In a report, the research arm of MIDF Amanah Investment Bank Bhd (MIDF Research) opined in light of the soft market outlook for certain petrochemi­cals products and continued uncertaint­y in the global crude oil prices, it believed that Petronas Chemicals is taking a very bold and prudent approach in its investment decisions.

“Petronas Chemicals guided that the decision to cancel the elastomer project was arrived at after taking into considerat­ion less-than-favourable product market outlook and estimated return on investment on the project.

“In fact, the company further noted that the cancellati­on is expected to improve the overall returns of Petronas Chemicals investment­s in Rapid,” it added.

Of note, the projected investment cost for the elastomer plants is approximat­ely US $1.3 billion of the total US$3.9 billion estimated for the total investment cost of the polymer, glycol and elastomer projects.
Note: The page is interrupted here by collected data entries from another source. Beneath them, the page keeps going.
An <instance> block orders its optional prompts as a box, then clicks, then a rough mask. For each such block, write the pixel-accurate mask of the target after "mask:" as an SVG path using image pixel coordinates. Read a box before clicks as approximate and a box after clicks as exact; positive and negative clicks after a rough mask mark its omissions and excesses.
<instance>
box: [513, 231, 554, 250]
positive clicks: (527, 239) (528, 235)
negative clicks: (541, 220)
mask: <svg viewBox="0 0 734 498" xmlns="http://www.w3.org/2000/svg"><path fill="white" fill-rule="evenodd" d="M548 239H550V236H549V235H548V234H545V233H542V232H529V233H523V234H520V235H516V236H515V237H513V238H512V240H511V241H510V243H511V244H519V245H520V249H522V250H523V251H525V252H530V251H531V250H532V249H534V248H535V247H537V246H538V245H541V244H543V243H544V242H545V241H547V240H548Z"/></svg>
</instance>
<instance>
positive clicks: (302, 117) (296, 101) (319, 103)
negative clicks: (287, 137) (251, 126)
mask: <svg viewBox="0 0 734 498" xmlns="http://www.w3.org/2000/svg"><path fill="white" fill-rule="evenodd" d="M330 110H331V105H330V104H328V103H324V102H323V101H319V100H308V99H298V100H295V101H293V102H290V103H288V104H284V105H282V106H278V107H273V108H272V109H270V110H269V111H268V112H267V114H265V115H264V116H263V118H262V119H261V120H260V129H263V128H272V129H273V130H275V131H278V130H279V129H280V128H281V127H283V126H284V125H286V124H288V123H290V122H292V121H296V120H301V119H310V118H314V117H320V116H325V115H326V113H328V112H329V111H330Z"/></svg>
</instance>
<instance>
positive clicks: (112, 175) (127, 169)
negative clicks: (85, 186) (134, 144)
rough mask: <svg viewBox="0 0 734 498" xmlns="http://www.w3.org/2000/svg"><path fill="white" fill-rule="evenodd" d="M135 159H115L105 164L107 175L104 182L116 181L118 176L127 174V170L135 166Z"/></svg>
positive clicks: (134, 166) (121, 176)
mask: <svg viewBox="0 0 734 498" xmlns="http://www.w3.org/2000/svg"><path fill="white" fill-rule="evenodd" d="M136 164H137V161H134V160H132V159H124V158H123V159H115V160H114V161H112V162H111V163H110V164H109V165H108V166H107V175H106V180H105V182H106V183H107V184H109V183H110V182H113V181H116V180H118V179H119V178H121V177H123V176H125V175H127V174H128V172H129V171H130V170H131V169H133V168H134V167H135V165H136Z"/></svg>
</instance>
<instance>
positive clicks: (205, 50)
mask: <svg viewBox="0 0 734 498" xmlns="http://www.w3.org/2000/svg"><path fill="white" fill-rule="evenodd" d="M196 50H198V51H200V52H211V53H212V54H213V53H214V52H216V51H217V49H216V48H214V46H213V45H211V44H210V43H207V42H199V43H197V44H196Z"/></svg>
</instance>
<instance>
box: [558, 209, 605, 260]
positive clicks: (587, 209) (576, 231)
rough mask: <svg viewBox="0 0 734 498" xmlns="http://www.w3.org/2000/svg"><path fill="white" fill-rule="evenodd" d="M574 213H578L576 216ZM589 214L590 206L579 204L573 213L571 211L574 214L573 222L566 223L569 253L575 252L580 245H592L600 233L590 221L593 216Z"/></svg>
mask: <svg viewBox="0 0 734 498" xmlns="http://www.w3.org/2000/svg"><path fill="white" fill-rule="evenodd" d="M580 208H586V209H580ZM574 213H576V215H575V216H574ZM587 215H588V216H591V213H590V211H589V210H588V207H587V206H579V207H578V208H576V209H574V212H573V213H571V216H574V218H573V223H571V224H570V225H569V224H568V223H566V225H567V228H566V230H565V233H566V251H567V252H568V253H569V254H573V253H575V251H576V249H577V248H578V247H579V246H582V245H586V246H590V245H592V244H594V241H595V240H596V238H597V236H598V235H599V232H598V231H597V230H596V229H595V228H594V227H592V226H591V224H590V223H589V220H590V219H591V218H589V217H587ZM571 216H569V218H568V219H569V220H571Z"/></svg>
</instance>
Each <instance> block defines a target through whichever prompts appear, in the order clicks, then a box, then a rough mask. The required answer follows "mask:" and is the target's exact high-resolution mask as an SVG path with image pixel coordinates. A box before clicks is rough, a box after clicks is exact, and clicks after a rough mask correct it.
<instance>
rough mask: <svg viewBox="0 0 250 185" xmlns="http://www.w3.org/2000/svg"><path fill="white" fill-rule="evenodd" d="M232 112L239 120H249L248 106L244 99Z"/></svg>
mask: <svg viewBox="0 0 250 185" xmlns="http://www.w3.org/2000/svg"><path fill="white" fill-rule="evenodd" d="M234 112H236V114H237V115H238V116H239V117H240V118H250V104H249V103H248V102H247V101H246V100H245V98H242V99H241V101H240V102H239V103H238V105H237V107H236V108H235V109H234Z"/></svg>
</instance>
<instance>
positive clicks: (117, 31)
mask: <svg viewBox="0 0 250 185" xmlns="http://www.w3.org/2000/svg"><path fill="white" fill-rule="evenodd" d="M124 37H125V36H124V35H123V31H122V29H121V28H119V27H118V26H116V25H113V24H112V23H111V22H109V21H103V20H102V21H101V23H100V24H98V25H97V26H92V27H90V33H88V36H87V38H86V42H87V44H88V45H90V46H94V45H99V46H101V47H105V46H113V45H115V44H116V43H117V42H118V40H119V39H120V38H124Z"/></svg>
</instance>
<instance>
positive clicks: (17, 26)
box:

The other two projects (polymer and glycol) would continue according to schedule. The company noted that the cancellati­on of the elastomer project would result in 0.35 million tonnes per annum (MTPA) capacity reduction of the total 3.5 MTPA.

While PetChem has canceled the elastomer project, MIDF Research pointed out that the company remains committed to its other projects in Rapid namely the polymer and glycol projects.

In a separate note, RHB Research Sdn Bhd (RHB Research) noted that PetChem’s total cash stands at RM8.7 billion (US$2.2 billion) with no borrowings in its books.